Rennlegende Dan Gurney in Belgien 1966: Stoppen, parken, pinkeln
Früher war alles besser? Das ist natürlich Quatsch. Früher war aber definitiv alles anders. Das hat eine Begebenheit rund um den Allrounder Dan Gurney im Belgien-GP vor 60 Jahren gezeigt.
13. April 2026: An diesem Tag vor 95 Jahren wurde Dan Gurney geboren, einer der besten Allround-Rennfahrer der Welt, dem 1967 etwas gelang, das keiner je wiederholen wird – Sieg beim 24 Stunden-Rennen von Le Mans als Werksfahrer von Ford, an der Seite von A.J. Foyt, dies am 10./11. Juni; und dann eine Woche später, am 18. Juni, gewann Gurney den Grossen Preis von Belgien im eigenen Rennwagen, dem zeitlos eleganten Eagle T1G.
Ein Jahr zuvor schrieb Gurney – ebenfalls in den Ardennen – eine Fussnote der Formel-1-WM, die in dieser Form auch nicht wiederholt werden kann.
Die 60er Jahre auf dem alten Ardennenkurs von Spa-Francorchamps habe ich leider verpasst. Da steckte ich noch im Laufgitter. Seit ich anfangs der 80er Jahre erstmals diese herrliche Naturrennstrecke erkundet habe, haben sich das Leben und die Formel 1 grundlegend geändert.

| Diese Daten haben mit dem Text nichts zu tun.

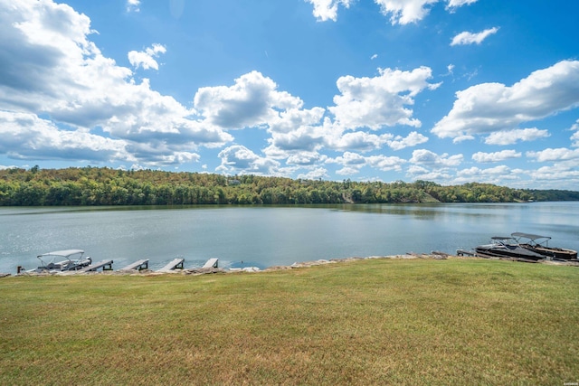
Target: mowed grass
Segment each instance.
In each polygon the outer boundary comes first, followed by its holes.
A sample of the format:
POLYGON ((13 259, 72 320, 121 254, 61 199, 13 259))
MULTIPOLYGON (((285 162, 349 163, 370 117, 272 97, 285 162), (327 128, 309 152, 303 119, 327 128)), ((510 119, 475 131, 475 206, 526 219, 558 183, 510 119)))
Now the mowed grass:
POLYGON ((365 259, 0 279, 0 384, 564 384, 579 268, 365 259))

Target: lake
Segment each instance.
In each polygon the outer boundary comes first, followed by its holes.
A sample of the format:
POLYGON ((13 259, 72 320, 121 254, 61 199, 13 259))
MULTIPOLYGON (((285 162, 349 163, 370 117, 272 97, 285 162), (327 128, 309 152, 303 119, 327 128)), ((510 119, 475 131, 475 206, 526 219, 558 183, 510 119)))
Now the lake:
POLYGON ((81 249, 120 268, 218 258, 220 267, 290 265, 319 259, 455 253, 514 231, 579 249, 579 202, 323 206, 0 208, 0 272, 38 266, 36 256, 81 249))

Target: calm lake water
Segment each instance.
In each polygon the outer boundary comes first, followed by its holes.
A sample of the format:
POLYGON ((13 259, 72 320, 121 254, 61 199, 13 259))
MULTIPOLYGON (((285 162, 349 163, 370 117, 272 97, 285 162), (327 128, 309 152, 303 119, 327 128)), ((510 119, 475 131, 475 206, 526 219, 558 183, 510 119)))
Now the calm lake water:
POLYGON ((579 249, 579 202, 372 204, 305 207, 0 208, 0 272, 33 268, 36 256, 81 249, 120 268, 158 268, 218 258, 220 267, 290 265, 347 257, 454 253, 514 231, 579 249))

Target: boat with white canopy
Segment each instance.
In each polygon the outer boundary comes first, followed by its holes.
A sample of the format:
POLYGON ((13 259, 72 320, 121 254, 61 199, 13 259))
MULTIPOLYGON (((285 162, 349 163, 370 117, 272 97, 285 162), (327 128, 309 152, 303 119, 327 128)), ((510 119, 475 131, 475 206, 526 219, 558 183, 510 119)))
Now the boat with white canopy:
POLYGON ((28 272, 59 272, 78 270, 92 263, 92 259, 84 257, 82 249, 64 249, 43 253, 36 257, 41 265, 28 272))

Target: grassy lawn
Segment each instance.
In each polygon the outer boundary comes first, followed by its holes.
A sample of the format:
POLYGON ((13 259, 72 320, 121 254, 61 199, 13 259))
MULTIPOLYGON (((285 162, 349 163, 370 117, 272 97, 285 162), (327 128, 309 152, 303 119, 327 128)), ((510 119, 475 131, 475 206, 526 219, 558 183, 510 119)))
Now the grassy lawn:
POLYGON ((579 268, 365 259, 0 279, 0 384, 579 380, 579 268))

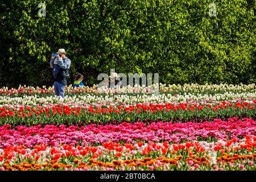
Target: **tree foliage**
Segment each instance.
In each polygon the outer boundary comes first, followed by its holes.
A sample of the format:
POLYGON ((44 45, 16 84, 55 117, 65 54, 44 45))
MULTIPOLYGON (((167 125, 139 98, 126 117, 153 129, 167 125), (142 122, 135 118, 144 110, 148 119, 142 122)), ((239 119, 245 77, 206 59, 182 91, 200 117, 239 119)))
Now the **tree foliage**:
POLYGON ((255 0, 216 1, 216 17, 210 0, 47 0, 41 18, 40 2, 0 3, 0 86, 51 85, 59 48, 88 85, 110 68, 166 84, 255 82, 255 0))

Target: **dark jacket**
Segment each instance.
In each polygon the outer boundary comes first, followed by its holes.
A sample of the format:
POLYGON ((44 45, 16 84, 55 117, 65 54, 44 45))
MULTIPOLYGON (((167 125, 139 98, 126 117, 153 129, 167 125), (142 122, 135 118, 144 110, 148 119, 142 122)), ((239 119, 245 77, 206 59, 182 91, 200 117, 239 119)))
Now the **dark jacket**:
MULTIPOLYGON (((52 60, 51 62, 52 62, 52 60)), ((55 81, 61 83, 64 85, 67 84, 67 80, 69 76, 69 68, 71 65, 71 61, 70 59, 66 57, 63 61, 59 61, 59 65, 60 66, 60 70, 57 73, 55 81)), ((52 64, 51 64, 51 67, 52 64)))

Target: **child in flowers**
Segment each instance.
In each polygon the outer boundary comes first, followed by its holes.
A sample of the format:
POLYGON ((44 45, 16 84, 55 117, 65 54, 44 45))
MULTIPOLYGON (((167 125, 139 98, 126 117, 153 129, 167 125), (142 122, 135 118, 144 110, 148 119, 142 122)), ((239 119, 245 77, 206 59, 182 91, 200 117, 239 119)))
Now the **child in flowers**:
POLYGON ((79 87, 79 86, 81 86, 81 87, 83 87, 84 84, 82 83, 82 81, 84 79, 84 76, 82 74, 79 74, 78 75, 75 76, 75 80, 74 81, 74 85, 73 87, 79 87))

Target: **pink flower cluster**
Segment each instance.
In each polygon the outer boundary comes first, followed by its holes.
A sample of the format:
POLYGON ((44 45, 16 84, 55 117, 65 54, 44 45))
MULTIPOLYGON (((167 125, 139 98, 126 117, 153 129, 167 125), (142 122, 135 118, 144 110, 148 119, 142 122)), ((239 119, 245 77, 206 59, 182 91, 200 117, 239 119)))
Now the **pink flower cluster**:
POLYGON ((160 141, 179 143, 183 140, 207 139, 209 137, 226 140, 230 138, 244 138, 246 135, 256 135, 256 121, 249 118, 242 120, 237 117, 227 121, 216 119, 203 123, 157 122, 147 126, 144 123, 122 123, 118 125, 95 124, 79 127, 64 125, 19 126, 10 129, 6 125, 0 127, 0 148, 16 145, 31 147, 36 144, 59 146, 87 145, 106 142, 135 143, 141 140, 147 142, 160 141))

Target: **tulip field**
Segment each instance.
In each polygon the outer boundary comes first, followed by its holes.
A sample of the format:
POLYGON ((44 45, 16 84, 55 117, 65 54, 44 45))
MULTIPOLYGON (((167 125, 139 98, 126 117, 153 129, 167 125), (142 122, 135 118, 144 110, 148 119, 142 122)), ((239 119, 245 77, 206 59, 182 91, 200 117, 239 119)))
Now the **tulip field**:
POLYGON ((255 84, 69 86, 65 95, 0 88, 0 170, 255 169, 255 84))

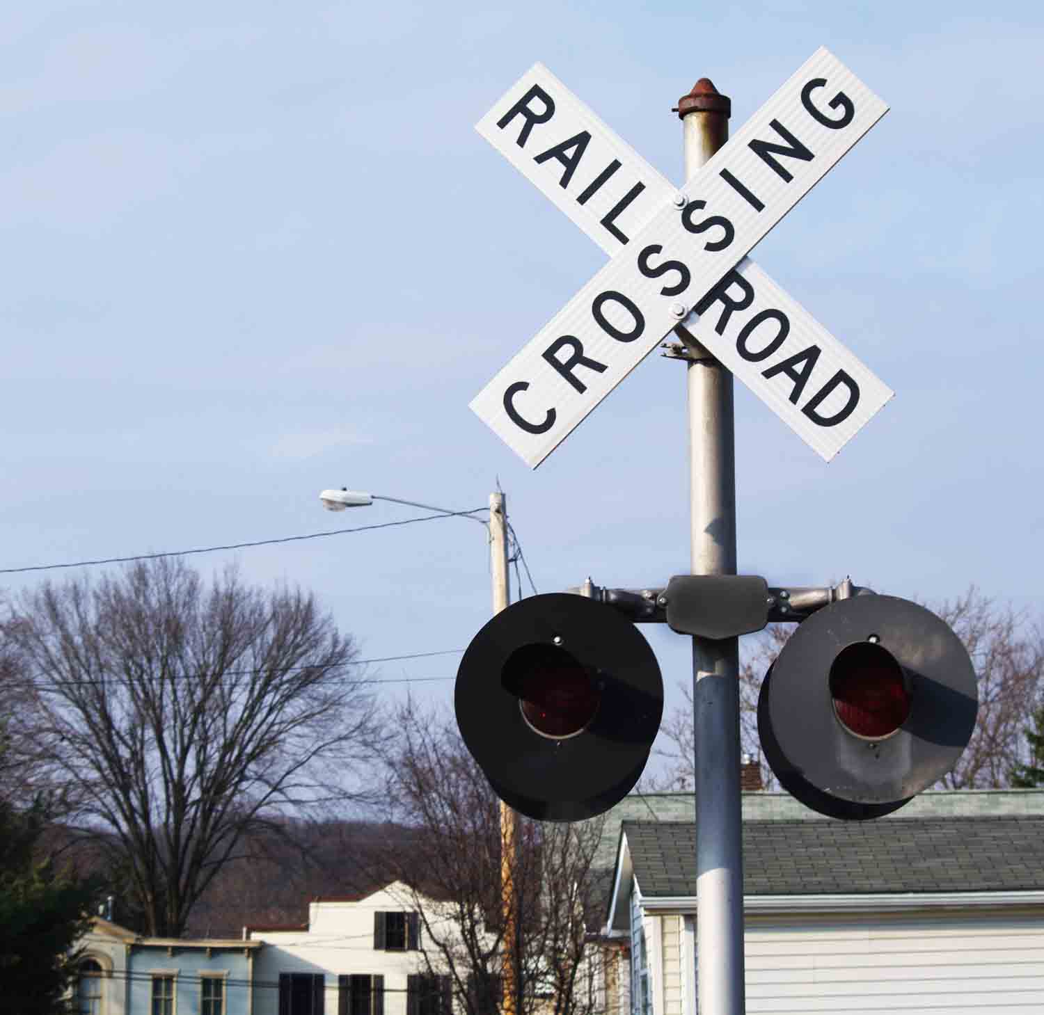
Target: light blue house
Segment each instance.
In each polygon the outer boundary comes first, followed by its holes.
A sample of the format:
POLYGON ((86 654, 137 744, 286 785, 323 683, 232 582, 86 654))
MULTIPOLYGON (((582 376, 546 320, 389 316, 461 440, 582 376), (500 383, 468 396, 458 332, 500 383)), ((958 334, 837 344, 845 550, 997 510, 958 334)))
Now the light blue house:
POLYGON ((261 941, 143 938, 94 919, 82 940, 77 1015, 251 1015, 261 941))

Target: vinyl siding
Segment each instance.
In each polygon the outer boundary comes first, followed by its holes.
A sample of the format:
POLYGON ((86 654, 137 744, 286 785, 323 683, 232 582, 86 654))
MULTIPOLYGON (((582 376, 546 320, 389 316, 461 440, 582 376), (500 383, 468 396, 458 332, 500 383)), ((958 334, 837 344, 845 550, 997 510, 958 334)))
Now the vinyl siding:
POLYGON ((1044 918, 748 919, 746 1011, 1044 1011, 1044 918))
POLYGON ((680 916, 656 917, 663 942, 664 1015, 682 1015, 682 934, 680 916))

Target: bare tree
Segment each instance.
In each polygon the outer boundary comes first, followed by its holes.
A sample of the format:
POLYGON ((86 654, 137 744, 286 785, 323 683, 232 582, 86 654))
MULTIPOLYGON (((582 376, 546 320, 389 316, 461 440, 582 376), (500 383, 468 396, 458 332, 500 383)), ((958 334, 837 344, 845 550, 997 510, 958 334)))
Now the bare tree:
POLYGON ((1044 683, 1044 636, 1011 604, 998 605, 974 585, 931 607, 964 643, 978 677, 979 710, 972 739, 939 789, 1011 786, 1025 758, 1023 727, 1044 683))
MULTIPOLYGON (((978 677, 979 710, 972 739, 953 771, 938 789, 999 789, 1011 786, 1013 766, 1024 759, 1022 732, 1038 694, 1044 690, 1044 635, 1010 604, 983 596, 974 585, 955 600, 929 607, 964 643, 978 677)), ((758 692, 765 671, 793 628, 773 625, 759 637, 741 643, 740 743, 744 753, 760 755, 758 692)), ((693 779, 692 690, 682 684, 684 704, 661 727, 667 744, 656 753, 667 759, 666 773, 646 778, 641 789, 691 790, 693 779)), ((762 762, 762 779, 774 786, 762 762)))
POLYGON ((311 595, 211 583, 177 560, 47 583, 4 624, 37 743, 73 816, 126 872, 148 934, 193 903, 269 819, 365 796, 376 706, 311 595))
MULTIPOLYGON (((388 801, 396 819, 419 830, 397 876, 421 913, 423 959, 428 972, 449 973, 464 1011, 489 1015, 500 1007, 504 936, 499 800, 455 722, 410 699, 395 726, 388 801)), ((590 1010, 578 977, 598 958, 587 927, 595 920, 591 863, 600 836, 600 820, 520 819, 513 870, 520 1015, 590 1010)))
MULTIPOLYGON (((772 624, 764 632, 740 642, 739 666, 739 743, 740 750, 751 757, 760 757, 758 740, 758 692, 765 672, 786 645, 792 628, 772 624)), ((692 683, 680 682, 683 703, 677 705, 664 719, 660 732, 666 739, 663 747, 654 749, 654 755, 664 758, 667 768, 660 774, 643 775, 639 789, 644 792, 690 791, 693 789, 694 745, 692 739, 692 683)), ((761 781, 766 788, 775 786, 775 777, 767 763, 761 763, 761 781)))

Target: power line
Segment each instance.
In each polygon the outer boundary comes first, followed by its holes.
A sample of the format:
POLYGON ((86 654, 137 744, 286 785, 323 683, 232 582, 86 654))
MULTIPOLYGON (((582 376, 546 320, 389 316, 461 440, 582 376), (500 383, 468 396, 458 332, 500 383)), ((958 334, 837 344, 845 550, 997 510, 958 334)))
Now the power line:
MULTIPOLYGON (((517 551, 517 559, 522 561, 522 566, 525 569, 526 578, 529 579, 529 587, 532 589, 533 596, 536 596, 538 595, 537 586, 533 583, 532 575, 529 573, 529 565, 525 561, 525 555, 522 553, 522 543, 519 540, 518 533, 515 531, 515 526, 513 526, 511 522, 507 523, 507 531, 511 533, 512 539, 515 542, 515 549, 517 551)), ((517 565, 515 572, 517 575, 518 574, 517 565)), ((522 583, 519 582, 519 597, 521 598, 521 596, 522 596, 522 583)))
POLYGON ((400 525, 412 525, 414 522, 432 522, 436 518, 452 518, 457 515, 472 515, 479 511, 489 511, 488 507, 473 508, 470 511, 447 511, 442 514, 426 514, 418 518, 403 518, 400 522, 381 522, 378 525, 361 525, 354 529, 334 529, 330 532, 311 532, 302 536, 282 536, 279 539, 255 539, 252 542, 230 542, 221 547, 200 547, 196 550, 170 550, 164 553, 140 553, 128 557, 103 557, 98 560, 77 560, 62 564, 34 564, 31 567, 0 567, 0 575, 21 575, 29 571, 56 571, 62 567, 90 567, 95 564, 119 564, 130 560, 156 560, 159 557, 187 557, 197 553, 217 553, 221 550, 242 550, 246 547, 269 547, 277 542, 299 542, 302 539, 322 539, 324 536, 339 536, 349 532, 369 532, 373 529, 390 529, 400 525))
MULTIPOLYGON (((380 655, 374 656, 372 659, 352 659, 350 662, 337 662, 332 666, 325 666, 324 663, 313 663, 311 666, 300 666, 300 667, 275 667, 268 669, 266 667, 259 667, 253 670, 224 670, 220 674, 221 679, 226 677, 251 677, 257 676, 260 673, 295 673, 300 670, 342 670, 346 667, 361 667, 370 662, 397 662, 400 659, 425 659, 431 658, 436 655, 460 655, 464 649, 441 649, 437 652, 409 652, 404 655, 380 655)), ((165 680, 195 680, 200 677, 207 676, 205 671, 197 671, 195 673, 168 673, 165 674, 163 679, 165 680)), ((426 680, 452 680, 453 677, 387 677, 387 678, 366 678, 366 677, 335 677, 333 680, 337 680, 341 683, 410 683, 413 681, 426 681, 426 680)), ((333 680, 331 682, 333 682, 333 680)), ((28 681, 32 686, 42 688, 46 686, 66 686, 66 685, 76 685, 76 684, 99 684, 99 683, 129 683, 130 680, 127 677, 120 676, 106 676, 98 677, 97 679, 84 679, 84 680, 51 680, 46 683, 41 683, 40 681, 30 679, 28 681)))
MULTIPOLYGON (((302 668, 302 669, 308 669, 302 668)), ((168 677, 167 679, 179 679, 179 680, 191 680, 193 677, 197 677, 199 674, 186 673, 181 674, 176 677, 168 677)), ((456 677, 385 677, 381 679, 358 679, 354 680, 350 677, 339 677, 334 678, 334 680, 329 681, 330 683, 353 683, 353 684, 371 684, 371 683, 431 683, 437 680, 455 680, 456 677)), ((128 680, 126 677, 99 677, 92 680, 49 680, 46 683, 42 683, 35 680, 27 681, 30 687, 37 691, 50 691, 53 687, 78 687, 78 686, 96 686, 104 685, 106 683, 118 683, 118 684, 129 684, 133 681, 128 680)), ((24 684, 23 684, 24 686, 24 684)))

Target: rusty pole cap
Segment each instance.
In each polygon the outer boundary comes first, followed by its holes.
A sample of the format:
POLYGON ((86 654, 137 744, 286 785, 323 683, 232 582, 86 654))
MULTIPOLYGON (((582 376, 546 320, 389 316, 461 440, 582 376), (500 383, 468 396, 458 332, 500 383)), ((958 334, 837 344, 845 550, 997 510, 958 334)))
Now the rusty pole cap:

Wir sind von der Schreibmaschine zu den ersten tragbaren Computern (Stichwort Tandy 200) zum heutigen Apple-Laptop und Smartphone geschritten. Telex-Lochstreifen und Faxgeräte stehen nicht mehr im Mediensaal, sondern im Museum, wo sie auch hingehören. Die Welt hat sich enorm beschleunigt, nicht in jeder Hinsicht zum Vorteil.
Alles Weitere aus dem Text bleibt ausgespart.